Thus, our results might have relevance in terms of establishing recommendations for physicians treating IC patients. Discontinuation of immunosuppressive drugs may have implications with respect to diminishing the underlying disease control, with potential fatal outcomes in either cancer or organ transplant patients or the reactivation²⁷ or even rebound²⁸ of disease activity among autoimmune disorders. Taking into account this data, careful individual decision-making about maintaining immunosuppressive drugs in COVID-19 patients must be performed. Second, less aggressive anti-inflammatory management among IC patients might be contemplated, lowering the risk of bacterial co-infections. Third, social and preventive care recommendations might be reconsidered for these patients.

This study has several limitations. First, a potential selection bias might have occurred, as only hospitalized (outside of ICU) patients were evaluated and IC might be admitted more easily by its own condition than non-IC. To diminish this bias, all consecutive admitted patients were selected. Second, this study was conducted at a single center with a limited sample size. Third, due to the lack of evidence-based treatment protocols, the treating physicians took different management approaches (especially with anti-viral drugs or corticosteroids), which could have altered the development of the outcomes.
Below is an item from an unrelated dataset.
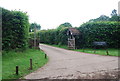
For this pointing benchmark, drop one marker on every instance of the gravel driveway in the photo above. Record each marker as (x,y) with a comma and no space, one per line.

Fourth, the retrospective character of the study and the short follow-up time warrant caution in interpreting the data. Further studies with a prospective design and a larger sample size, including outpatients, might gain a better understanding of the role that immunosuppression plays among COVID-19 patients.

In conclusion, in our cohort immunosuppression was associated with a lower risk of moderate or severe ARDS, a trend toward a reduced need for MV/NIV, a shorter hospitalization and a longer time before moderate or severe ARDS occurs. We found the mortality rate was not increased in IC patients. This reinforces that there is a potential protective effect of immunosuppression against a possible hyperinflammation host response observed in SARS-CoV-2 infection and warrants reconsideration of the decision to discontinue immunosuppressive drugs in patients with severe underlying diseases and the management of these diseases during infection.

ACKNOWLEDGEMENTS

Contributors:

Drs Monreal and Sainz de la Maza had full access to all of the data in the study and take responsibility for the integrity of the data and the accuracy of the data analysis.

Study concept and design: Monreal, Sainz de la Maza, Masjuan.

Acquisition, analysis or interpretation of data: Monreal, Sainz de la Maza, Gullón, Natera-Villalba, Chico-García, Beltrán-Corbellini, Martínez-Sanz, García-Barragán, Buisán, Toledano, Alonso-Canovas, Pérez-Torre, Matute-Lozano, López-Sendón, García-Ribas, Corral, Fortún, Montero-Errasquín, Manzano, Máiz-Carro, Lucienne Costa-Frossard, Masjuan.

Drafting of the manuscript: Monreal, Sainz de la Maza, Gullón, Natera-Villalba, Masjuan.

Critical revision of the manuscript for important intellectual content: Monreal, Sainz de la Maza, Gullón, Natera-Villalba, Chico-García, Beltrán-Corbellini, Martínez-Sanz, García-Barragán, Buisán, Toledano, Alonso-Canovas, Pérez-Torre, Matute-Lozano, López-Sendón, García-Ribas, Corral, Fortún, Montero-Errasquín, Manzano, Máiz-Carro, Lucienne Costa-Frossard, Masjuan.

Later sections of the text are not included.